Vor fünf Jahren ist die Kommunalwahl in Aspach mit fast exakt dem gleichen Ergebnis abgeschlossen worden wie wiederum fünf Jahre zuvor. Auch für die Zeit nach dem 25. Mai rechnet niemand ernsthaft mit größeren Veränderungen. Die meisten bewährten Kräfte stehen wieder zur Wahl.

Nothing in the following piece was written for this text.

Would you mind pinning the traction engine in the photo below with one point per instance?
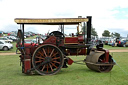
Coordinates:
(49, 57)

Rems-Murr : Frank Rodenhausen (fro)

Konstanz in der Lokalpolitik ist für die rund 8100 Einwohner von Aspach offenkundig kein Fremdwort. Vor fünf Jahren ist die Kommunalwahl mit fast exakt dem gleichen Ergebnis abgeschlossen worden wie wiederum fünf Jahre zuvor. Und auch für die Zeit nach dem 25. Mai rechnet niemand ernsthaft mit größeren Veränderungen. Alle bisherigen Gemeinderäte der Freien Wählervereinigung treten wieder an, das gleiche gilt für die zweitstärkste politische Kraft, die Gemeinschaftsfraktion aus CDU und Bürgerlicher Wählerliste. Einzig die SPD könnte für ein wenig frischen Wind im Ratsgremium sorgen: In Bernhard Trefz und Armin Franitzka stehen zwei bewährte Kommunalpolitiker nicht mehr zur Wahl.

Grüne kandidieren nicht

Gar nicht vorgesehen ist in der Besetzungsliste das grüne Lager. Doch das gelte nur für die Parteibezeichnung, sagt der Bürgermeister Hans-Jörg Weinbrenner, der im Sommer sein 20-Jahr-Dienstjubiläum feiert: „Grüne Themen werden bei uns traditionell von allen Listen abgedeckt.“ Überhaupt, sagt der Schultes, spiele die Parteizugehörigkeit im Aspacher Gremium eher eine untergeordnete Rolle. „Wenn bei uns mal kontrovers diskutiert wird, dann geht das quer durch alle Reihen.“

Ein hartes Stück Überzeugungsarbeit indes war in der jüngeren Vergangenheit bei einem der wichtigsten Themen vonnöten gewesen. Die Conrad-Weiser-Schule, die einzige weiterführende Bildungseinrichtung im Flecken, soll von der Werkreal- in eine Gemeinschaftsschule umgewandelt werden. Der aktuelle Gemeinderat hat nach intensiven Diskussionen beschlossen, einen entsprechenden Antrag zu stellen. Das neue Gremium muss die Voraussetzungen schaffen, unter die vermutlich auch ein Schulneubau fällt.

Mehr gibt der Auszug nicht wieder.